Why do we say "honeymoon" instead of "honeymonth"?

Solution 1:

The Oxford English Dictionary says that moon was not originally referring to month in honeymoon. They write that the word means:

The first month after marriage, when there is nothing but tenderness and pleasure’ (Johnson); originally having no reference to the period of a month, but comparing the mutual affection of newly-married persons to the changing moon which is no sooner full than it begins to wane; now, usually, the holiday spent together by a newly-married couple, before settling down at home.

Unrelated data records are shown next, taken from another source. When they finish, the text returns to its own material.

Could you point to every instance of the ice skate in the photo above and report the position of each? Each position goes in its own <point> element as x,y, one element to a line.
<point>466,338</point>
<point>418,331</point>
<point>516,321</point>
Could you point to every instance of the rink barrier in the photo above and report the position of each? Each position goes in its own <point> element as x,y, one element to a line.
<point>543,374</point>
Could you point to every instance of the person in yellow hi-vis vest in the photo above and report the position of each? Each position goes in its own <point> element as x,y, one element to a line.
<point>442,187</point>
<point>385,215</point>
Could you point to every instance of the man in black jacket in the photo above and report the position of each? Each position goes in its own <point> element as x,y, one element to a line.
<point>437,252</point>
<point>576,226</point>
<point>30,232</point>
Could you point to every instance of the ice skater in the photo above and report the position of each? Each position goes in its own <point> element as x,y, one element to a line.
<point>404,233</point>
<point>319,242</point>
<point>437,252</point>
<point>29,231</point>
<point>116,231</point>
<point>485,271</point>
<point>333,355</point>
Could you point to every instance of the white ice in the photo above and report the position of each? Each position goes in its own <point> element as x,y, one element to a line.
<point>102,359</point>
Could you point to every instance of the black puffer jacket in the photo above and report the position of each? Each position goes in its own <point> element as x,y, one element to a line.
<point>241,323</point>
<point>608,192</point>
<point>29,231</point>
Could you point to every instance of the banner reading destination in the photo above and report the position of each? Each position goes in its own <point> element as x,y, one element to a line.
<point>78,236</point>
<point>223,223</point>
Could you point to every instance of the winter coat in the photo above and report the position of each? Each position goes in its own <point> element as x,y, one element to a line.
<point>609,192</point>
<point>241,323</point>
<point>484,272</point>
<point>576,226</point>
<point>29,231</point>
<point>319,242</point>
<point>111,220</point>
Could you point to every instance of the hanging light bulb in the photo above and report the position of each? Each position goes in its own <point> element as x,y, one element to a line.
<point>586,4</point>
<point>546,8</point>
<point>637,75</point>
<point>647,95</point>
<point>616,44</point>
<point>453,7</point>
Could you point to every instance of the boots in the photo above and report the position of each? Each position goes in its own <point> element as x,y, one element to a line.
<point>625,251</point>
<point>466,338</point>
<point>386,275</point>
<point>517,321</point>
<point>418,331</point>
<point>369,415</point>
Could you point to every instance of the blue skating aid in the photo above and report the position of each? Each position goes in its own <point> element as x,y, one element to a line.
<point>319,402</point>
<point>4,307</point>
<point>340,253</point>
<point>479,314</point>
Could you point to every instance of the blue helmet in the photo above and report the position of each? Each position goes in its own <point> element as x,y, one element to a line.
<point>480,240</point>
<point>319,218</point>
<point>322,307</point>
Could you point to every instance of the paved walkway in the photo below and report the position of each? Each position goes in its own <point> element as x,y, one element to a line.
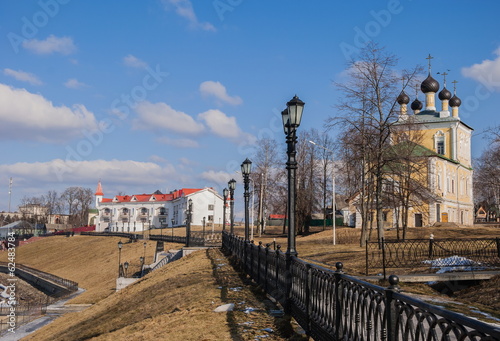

So it is moon because it refers to the phases of the moon, not because it was a period of month. The first attested written use is in 1546:

1546 J. Heywood Prov. (1867) 14 It was yet but hony moone.

The World Wide Words agrees with the OED, and says that the stories about couples eating honey are actually false:

There are many invented stories about the origin of this word, mostly so sickly that I cringe at repeating them. There is, for example, the suggestion that at some time in some place there was a custom for newlyweds to drink a potion containing honey every day for the first month after the nuptials. But the word only turns up in English in the middle of the sixteenth century.

Let me quote you a passage from Richard Huloet’s Abecedarium Anglico Latinum of 1552 (in modernised spelling): “Honeymoon, a term proverbially applied to such as be new married, which will not fall out at the first, but the one loveth the other at the beginning exceedingly, the likelihood of their exceeding love appearing to assuage, the which time the vulgar people call the honey moon”. Putting it simply, it was that charmed period when married love was at first as sweet as honey, but which waned like the moon and in roughly the same period of time.

Solution 2:

The phrase is first attested in writing in the 1540s. At that time, moon was commonly used to refer to the time period that we now call a month. In fact, the word month is derived from Germanic words for moon.